Friday, 1 August 2014

Playing with Pasta and Cheese

The days are still dawning bright and clear, but the crisp is gone, and the afternoon breezes are downright balmy. I was expecting a long winter and late, cool spring, but I think spring may actually have sprung. Further evidence of this are the aphid and the whitefly infestations that have appeared on the brassicas, typical of spring, but not generally of warm winter periods. Looks like brassica season is coming to an end.

This week's cheese is Wensleydale. Wensleydale is a hard cheese, somewhat sweetish, generally served with fruit and dessert wines. It often has dried cranberries in it. Dried cranberries are hurringly expensive, but since you don't use that much, I decided to go ahead and put them in. Pak n Save has a small bulk foods section stocking things from a range called 'Alison's Pantry' - stuff Alison Holst promotes for her baking and recipes. In that range are the most heavenly orange flavoured cranberries (natural orange flavouring, not artificial). They smell so divine, and taste just as wonderful! I absolutely love them, but rarely buy them because of the price. However since I only needed a handful of cranberries for the cheese, I splashed out and got these instead of regular dried cranberries, and it worked out to nice small sum of just under $2.50. They smelled so wonderful as I mixed them into the curd, and you just know the subtle orange flavour is going to permeate the cheese as it ages. This one is going to be fantastic.

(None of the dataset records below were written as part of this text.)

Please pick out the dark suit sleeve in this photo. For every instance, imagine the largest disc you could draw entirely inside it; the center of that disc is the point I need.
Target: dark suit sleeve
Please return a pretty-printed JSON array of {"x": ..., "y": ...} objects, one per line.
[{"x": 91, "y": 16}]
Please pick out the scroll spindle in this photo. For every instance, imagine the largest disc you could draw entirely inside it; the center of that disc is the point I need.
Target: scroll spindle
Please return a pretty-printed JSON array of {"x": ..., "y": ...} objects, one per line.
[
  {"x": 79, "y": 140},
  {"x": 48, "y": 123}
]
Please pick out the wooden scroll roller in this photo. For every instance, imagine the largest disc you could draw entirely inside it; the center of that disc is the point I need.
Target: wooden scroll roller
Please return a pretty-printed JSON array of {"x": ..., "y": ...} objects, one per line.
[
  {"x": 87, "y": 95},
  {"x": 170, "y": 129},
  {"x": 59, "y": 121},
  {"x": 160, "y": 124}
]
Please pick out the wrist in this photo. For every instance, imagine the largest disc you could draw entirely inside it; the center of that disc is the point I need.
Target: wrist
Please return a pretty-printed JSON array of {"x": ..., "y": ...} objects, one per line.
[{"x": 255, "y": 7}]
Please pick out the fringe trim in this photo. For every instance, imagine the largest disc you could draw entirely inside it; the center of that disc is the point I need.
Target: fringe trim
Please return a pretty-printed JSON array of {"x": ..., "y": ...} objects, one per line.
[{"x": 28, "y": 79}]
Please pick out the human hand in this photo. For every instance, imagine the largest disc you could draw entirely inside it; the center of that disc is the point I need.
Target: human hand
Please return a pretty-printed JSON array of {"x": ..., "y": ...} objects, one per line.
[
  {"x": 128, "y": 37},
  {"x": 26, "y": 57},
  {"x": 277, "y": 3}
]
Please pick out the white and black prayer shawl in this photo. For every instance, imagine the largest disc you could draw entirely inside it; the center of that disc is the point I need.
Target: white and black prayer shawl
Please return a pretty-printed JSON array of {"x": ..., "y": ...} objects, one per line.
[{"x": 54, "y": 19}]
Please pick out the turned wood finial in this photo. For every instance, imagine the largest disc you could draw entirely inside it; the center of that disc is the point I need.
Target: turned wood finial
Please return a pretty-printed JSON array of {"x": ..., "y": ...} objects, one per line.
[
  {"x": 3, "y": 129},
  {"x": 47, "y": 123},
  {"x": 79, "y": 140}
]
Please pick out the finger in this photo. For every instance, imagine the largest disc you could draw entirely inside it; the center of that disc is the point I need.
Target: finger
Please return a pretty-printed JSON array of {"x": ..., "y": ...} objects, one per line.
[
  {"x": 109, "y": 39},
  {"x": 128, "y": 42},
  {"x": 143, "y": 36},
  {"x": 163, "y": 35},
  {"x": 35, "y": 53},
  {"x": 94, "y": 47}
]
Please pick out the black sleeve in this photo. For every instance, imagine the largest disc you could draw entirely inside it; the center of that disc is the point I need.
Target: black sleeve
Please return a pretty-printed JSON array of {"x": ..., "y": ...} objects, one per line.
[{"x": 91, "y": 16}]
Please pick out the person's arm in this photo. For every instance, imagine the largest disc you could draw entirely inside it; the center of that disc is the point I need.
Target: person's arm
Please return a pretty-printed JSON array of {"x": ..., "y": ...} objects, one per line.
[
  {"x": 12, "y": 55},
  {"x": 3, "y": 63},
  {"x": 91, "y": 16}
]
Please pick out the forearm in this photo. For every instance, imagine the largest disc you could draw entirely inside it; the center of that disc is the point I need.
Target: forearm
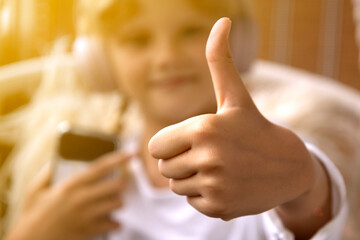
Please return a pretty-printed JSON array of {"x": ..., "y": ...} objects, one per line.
[{"x": 312, "y": 210}]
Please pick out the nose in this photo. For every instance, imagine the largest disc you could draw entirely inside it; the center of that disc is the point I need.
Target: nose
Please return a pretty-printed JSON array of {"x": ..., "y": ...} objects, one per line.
[{"x": 167, "y": 53}]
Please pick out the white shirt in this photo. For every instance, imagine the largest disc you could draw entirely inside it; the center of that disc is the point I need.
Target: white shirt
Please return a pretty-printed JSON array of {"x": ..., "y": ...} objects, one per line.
[{"x": 154, "y": 214}]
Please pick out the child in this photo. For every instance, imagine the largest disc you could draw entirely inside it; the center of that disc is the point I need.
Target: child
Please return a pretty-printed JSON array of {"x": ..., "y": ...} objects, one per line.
[{"x": 202, "y": 137}]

Just out of the press, to be turned, redressed and put back overnight at 20kg pressing weight.

A couple of months ago, a book on pasta making that I have wanted since forever on Fishpond (NZ's version of Amazon) dropped in price by 60% for a short time, so I jumped at the chance to get it. It was finally shipped just on a week ago, and should be arriving any day.
So while I was waiting the 1 & 1/2hrs for the curds to drain, I decided to give pasta making a bit of a go as well. I can't believe how fast and easy it is to do handmade pasta! Of course it was just basic, a bit of a play to see how it went, in preparation for getting into it for real, but still. Including the 1/2hr resting time for the dough, I had it made, cooked and eaten by the time the curds had drained and were ready for pressing. Wow!
I now know what real 'al dente' is. With the dried pasta, I find that generally means 'not quite cooked', but with fresh pasta it is quite different. And I can also see why it was such a staple food for so long. Being as much egg as flour, it is very high in protein, and when smothered in (home-made) vegetable laden sauces, it packs quite a nutritional whollop. It is also LOADS more filling than the dried pastas. I only made half a dough recipe, only cut 1/4 of that into noodles and cooked them, and still could only eat half the meal. Definitely fresh pasta is going to become a staple for me, coupling nicely with my home-made cheeses, and home made sausages. Yum!

Here is my first pasta dough

My first noodles.

Freshly made pasta, with creamed greens (kale, flower sprout, komatsuna, perpetual beet, red silverbeet, yellow silverbeet - all freshly picked from my garden), topped with my grated home-made Ricotta Salata, and a steamed Romanesco broccoli from the garden.